Ceci est un court-métrage que j’ai réalisé pour montrer comment la pollution lumineuse peut affecter la vue du ciel nocturne. Je vous fais voir comment la vue de la Voie Lactée s’améliore progressivement à mesure que la pollution lumineuse diminue (de Los Angeles au désert du Grand Bassin). Voyager et photographier à différents niveaux d’impact de la pollution lumineuse était un défi. En outre, j’étais surtout seul dans certains endroits, ce qui est un peu effrayant en raison de la présence de la faune (ours, lion de montagne, serpent). Malgré le défi, j’ai été impressionné par la beauté du ciel nocturne dans des zones très peu polluées.

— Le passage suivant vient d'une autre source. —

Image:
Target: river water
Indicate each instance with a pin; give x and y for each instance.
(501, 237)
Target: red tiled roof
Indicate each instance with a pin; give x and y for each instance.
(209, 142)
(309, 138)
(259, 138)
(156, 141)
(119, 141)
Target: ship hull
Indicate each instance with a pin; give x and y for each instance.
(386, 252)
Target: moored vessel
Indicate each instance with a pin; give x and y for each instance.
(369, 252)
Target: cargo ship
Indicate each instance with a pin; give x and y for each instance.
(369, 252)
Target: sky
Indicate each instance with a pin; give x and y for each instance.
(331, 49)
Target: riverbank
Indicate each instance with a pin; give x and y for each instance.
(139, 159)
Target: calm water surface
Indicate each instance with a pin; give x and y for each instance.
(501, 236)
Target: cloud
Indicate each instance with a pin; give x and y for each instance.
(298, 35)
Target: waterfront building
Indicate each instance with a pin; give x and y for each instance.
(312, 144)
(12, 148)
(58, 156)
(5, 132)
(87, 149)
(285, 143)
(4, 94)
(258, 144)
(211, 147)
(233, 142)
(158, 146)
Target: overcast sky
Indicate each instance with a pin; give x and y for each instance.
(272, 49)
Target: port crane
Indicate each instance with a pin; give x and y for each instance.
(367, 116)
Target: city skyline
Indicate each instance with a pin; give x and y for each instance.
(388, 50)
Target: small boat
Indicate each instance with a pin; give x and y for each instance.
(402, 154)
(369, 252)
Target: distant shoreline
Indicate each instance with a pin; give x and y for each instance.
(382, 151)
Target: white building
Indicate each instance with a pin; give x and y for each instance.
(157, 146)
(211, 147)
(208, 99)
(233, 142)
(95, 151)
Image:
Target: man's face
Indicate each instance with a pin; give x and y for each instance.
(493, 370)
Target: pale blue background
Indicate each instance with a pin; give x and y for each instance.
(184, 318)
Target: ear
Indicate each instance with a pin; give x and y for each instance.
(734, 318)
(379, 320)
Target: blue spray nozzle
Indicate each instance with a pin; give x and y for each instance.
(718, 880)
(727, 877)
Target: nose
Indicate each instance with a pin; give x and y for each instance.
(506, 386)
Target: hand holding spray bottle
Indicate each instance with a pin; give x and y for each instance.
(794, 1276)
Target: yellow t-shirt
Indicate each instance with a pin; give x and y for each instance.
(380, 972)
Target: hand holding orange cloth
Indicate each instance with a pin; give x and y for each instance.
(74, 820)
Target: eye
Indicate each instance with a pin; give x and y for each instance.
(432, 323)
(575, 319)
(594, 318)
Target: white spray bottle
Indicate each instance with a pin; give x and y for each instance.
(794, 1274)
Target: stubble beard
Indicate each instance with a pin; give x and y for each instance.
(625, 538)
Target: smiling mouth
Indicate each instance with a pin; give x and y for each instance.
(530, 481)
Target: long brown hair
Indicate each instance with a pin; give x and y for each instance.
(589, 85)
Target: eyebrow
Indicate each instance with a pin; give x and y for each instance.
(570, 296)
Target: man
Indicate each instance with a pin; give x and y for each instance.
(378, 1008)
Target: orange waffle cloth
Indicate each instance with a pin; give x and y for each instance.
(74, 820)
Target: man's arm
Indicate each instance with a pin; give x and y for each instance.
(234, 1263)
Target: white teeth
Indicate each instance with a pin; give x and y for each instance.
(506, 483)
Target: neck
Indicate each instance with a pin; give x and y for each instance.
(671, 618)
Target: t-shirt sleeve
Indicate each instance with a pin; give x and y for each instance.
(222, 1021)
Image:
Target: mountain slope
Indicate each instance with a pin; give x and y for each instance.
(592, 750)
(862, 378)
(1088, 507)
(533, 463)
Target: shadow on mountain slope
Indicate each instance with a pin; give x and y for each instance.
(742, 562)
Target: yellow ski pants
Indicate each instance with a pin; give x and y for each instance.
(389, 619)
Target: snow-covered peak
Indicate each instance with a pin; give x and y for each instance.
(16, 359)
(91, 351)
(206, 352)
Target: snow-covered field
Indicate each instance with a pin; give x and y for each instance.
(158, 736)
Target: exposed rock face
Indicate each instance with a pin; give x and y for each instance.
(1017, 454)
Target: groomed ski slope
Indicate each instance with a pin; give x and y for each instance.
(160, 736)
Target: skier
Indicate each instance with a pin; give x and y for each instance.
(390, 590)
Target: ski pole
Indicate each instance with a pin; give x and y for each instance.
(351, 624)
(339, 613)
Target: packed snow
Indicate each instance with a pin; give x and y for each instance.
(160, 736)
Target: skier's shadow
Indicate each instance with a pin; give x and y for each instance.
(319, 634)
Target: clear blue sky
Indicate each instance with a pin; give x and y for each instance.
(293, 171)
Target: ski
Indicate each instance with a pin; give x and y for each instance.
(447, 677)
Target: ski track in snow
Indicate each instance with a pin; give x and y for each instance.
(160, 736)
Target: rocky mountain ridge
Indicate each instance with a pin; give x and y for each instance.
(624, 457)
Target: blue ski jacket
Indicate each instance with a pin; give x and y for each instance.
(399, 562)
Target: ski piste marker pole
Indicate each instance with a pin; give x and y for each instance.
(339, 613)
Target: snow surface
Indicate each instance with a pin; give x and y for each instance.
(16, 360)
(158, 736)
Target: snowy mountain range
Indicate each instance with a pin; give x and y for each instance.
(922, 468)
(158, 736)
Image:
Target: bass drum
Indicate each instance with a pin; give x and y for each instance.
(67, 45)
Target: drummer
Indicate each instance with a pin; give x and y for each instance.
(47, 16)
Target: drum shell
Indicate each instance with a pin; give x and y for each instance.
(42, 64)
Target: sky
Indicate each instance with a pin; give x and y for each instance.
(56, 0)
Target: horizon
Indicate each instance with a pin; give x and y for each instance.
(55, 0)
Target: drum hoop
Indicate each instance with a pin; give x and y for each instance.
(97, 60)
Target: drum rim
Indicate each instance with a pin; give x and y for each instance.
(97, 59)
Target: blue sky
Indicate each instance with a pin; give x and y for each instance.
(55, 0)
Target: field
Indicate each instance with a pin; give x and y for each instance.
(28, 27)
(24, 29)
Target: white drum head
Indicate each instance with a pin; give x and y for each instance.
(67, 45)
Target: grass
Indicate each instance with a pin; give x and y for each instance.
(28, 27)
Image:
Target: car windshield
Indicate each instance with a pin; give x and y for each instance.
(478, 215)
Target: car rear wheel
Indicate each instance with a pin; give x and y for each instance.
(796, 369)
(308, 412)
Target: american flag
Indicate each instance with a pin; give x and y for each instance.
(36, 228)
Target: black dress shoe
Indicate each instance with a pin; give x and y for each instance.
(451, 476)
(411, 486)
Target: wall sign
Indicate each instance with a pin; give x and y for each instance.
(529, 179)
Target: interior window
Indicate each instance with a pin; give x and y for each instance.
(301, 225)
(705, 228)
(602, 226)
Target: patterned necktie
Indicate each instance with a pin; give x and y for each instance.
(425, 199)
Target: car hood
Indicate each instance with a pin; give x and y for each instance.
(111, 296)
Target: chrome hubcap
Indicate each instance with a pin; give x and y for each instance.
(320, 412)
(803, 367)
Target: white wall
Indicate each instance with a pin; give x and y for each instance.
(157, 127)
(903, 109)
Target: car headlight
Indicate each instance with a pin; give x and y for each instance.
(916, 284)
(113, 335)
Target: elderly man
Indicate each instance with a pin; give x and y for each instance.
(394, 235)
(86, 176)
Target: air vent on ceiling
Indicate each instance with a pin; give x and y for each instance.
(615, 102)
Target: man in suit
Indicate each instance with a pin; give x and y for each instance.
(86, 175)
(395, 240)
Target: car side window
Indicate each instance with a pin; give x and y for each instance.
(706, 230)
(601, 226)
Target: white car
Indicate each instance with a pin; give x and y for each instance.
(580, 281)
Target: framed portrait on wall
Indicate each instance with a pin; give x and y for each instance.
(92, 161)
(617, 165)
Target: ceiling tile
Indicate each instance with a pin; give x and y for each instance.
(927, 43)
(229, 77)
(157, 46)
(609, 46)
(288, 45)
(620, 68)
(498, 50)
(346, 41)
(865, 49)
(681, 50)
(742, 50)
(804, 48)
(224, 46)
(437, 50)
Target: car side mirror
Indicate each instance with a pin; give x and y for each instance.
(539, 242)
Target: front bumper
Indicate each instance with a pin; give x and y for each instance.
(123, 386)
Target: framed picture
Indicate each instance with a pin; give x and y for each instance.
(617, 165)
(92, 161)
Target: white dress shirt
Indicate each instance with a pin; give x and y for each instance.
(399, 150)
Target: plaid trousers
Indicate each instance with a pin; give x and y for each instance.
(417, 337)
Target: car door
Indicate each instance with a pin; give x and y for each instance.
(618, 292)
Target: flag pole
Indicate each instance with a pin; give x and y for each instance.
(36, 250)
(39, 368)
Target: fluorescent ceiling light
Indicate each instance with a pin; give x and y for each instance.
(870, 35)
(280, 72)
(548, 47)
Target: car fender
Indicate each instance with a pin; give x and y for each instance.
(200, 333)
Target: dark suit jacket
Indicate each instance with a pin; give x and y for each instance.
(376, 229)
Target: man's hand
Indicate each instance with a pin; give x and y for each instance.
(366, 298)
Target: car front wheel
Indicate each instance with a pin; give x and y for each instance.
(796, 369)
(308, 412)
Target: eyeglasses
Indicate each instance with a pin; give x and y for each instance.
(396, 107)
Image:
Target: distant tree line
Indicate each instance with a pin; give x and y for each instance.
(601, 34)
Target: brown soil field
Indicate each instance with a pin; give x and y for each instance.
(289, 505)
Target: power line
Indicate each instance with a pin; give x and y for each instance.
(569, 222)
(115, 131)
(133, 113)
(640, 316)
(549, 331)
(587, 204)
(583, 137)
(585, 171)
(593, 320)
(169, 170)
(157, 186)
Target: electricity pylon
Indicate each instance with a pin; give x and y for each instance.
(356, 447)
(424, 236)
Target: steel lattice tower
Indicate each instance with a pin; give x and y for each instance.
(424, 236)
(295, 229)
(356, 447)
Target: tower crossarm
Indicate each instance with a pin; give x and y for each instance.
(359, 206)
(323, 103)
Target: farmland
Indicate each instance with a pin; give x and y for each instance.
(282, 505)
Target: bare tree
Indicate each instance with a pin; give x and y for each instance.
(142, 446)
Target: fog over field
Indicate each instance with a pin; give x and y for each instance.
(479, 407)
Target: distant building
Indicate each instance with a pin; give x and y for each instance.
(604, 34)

La plupart d’entre nous vivent sous un ciel très pollué, et certaines personnes n’ont jamais vu la Voie lactée. Pendant une panne de courant en 1994, les résidents de L.A. ont appelé les secours lorsqu’ils ont vu la voie lactée pour la première fois. Bien que nous ne puissions pas imaginer des villes telles que L.A. ou New-York sombres à la tombée de la nuit, nous pouvons  déjà limiter la pollution lumineuse, en particulier le halo lumineux des villes. La lueur du ciel est le résultat de la lumière dirigée vers le haut au lieu d’être dirigée là où elle serait utile: vers les rues et les maisons. Malheureusement, la plupart du temps, les lumières artificielle d’une ville ne servent à rien. Nous avons perdu notre connexion avec le ciel nocturne. C’est par l’observation du ciel que les Hommes ont bâti des merveilles comme Stonehenge, les pyramides de Gizeh ou encore le calendrier maya. Ce ciel que nous regardons, apaise nos vies surmenées et nous rend plus ouvert, plus réfléchi. L’astronome Neil de Grasse Tyson a dit: “Quand vous regardez le ciel nocturne, vous réalisez à quel point nous sommes petits dans le cosmos”, “C’est une sorte de réinitialisation de votre ego. Se priver de cet état d’esprit, volontairement ou involontairement, c’est ne pas vivre pleinement ce que c’est que d’être humain.”

Ingénieur informaticien chez Google, Asif a commencé la photographie il y a 5 ans comme un passe-temps qu’il a pu lier avec les voyages, son deuxième hobby. En explorant la planète au cours des dernières années, il s’est efforcé à immortaliser et à partager la beauté du monde. Ses images de voyages incluent des paysages, la nature, des scènes urbaines et la faune.

Peu à peu, il y a 3 ans, il s’est lancé dans l’astrophotographie.  Activité pour le moment principalement faite aux Etats-Unis. Il souhaiterait à l’avenir voyager en Europe, en Afrique, en Nouvelle-Zélande et en Amérique du Sud pour se consacrer à l’astrophotographie.